Give More Effective Focus A mental preparation routine can help swimmers focus on important aspects of their performance.
Technical cues "explode off the blocks" or "hold your streamline" or images "torpedo" can be integrated into preparation to direct attention where it needs to be as opposed to having the focus on unproductive or negative things. Provide Comfort in Structure A mental routine can be a security blanket, something to turn to in the stressful moments leading up to the competition. Swimmers can use their mental routine to bring consistency to their preparation and performance, whether they are swimming in a dual meet or at Olympic Trials.
To some degree, a mental preparation routine can take the environment out of the performance. Engage the Mind The mind is a valuable commodity.
When purposefully recruited and engaged, the athlete has the additional support of positive emotions, feelings, and thoughts.
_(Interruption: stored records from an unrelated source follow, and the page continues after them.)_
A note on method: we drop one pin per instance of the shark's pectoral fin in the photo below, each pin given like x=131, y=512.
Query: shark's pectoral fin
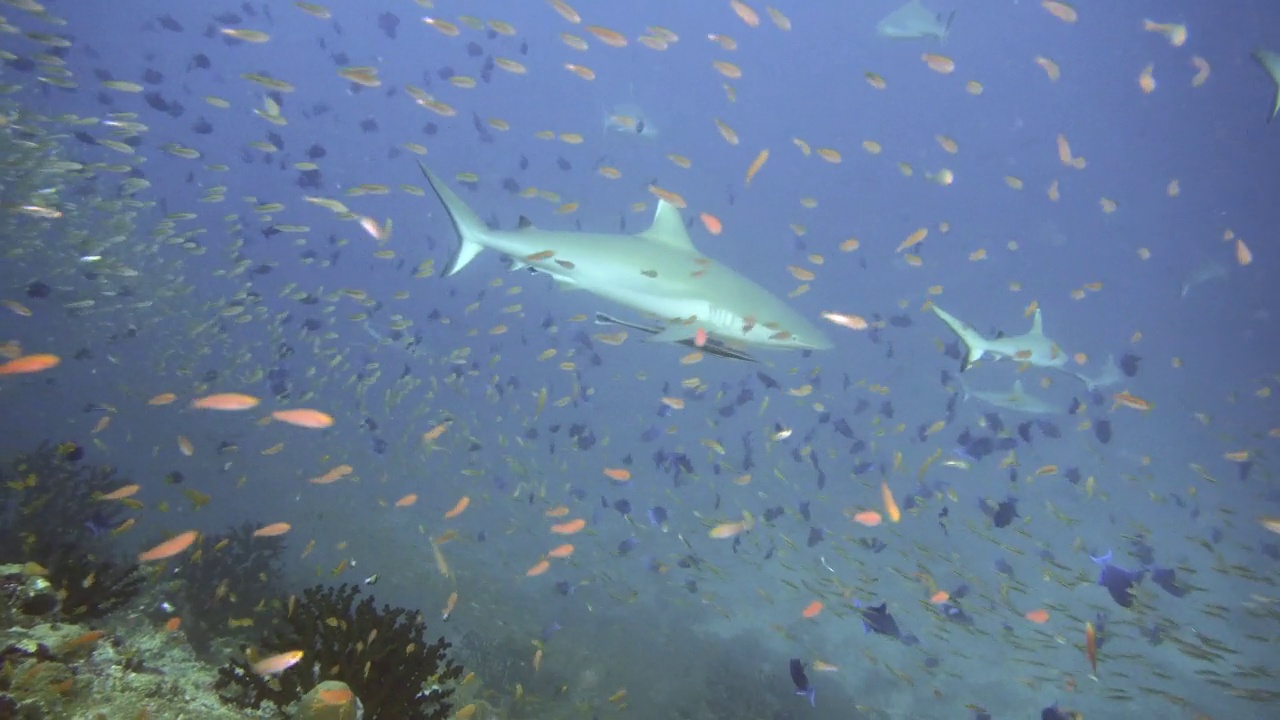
x=1037, y=324
x=1270, y=62
x=467, y=250
x=673, y=333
Athletes should make wise use of all the resources at their disposal as they prepare for competition. Coaches can do certain things to help their swimmers develop and strengthen effective prerace routines.
Race day preparation
Coaches should talk to their swimmers about what mental preparation is and why they should have a mental plan. Coaches need to define some of the key components that make up a mental plan, such as imagery, goal setting, self-talk, concentration, and energy management, and explain that there is no right or wrong way to create a mental plan.
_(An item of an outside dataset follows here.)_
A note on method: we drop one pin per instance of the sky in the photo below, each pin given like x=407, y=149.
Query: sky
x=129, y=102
Each swimmer will have a personal, unique mental plan. Next, the coach should have the swimmers reflect on past performances to begin to understand how they feel when they perform well and what they need to do to ensure good performances. No expectations, no chance of being disappointed, am I right?
Revisit your dream goals and see where the upcoming meet fits in the long term plan. Go into the meet with a clear outline of what you hope to accomplish, whether it is time, stroke rate, splits, and so on.
How to Prepare for a Swim Meet (with Pictures) - wikiHow
Repetition and volume are important, but fairly useless unless you are executing with proper form. With lowered yardage heading into the big meet there will be a greater emphasis on developing speed and power; sharpening the blade, so to speak. Envision yourself swimming successfully especially in the face of adversity. Phelps was a monster at this; he visualized his races up-and-down, imagining all sorts of scenarios, so that inevitably when something did go wrong his goggles filled up in the m butterfly at the Beijing Gameshe was able to remain calm and collected.
Here are some sample scenarios to give you some ideas: The warm-up pool is overflowing. You are late to the meet. And of course, your bathing suit either rips a la Berkeley Dreamboat, aka Nathan Adrianor worse.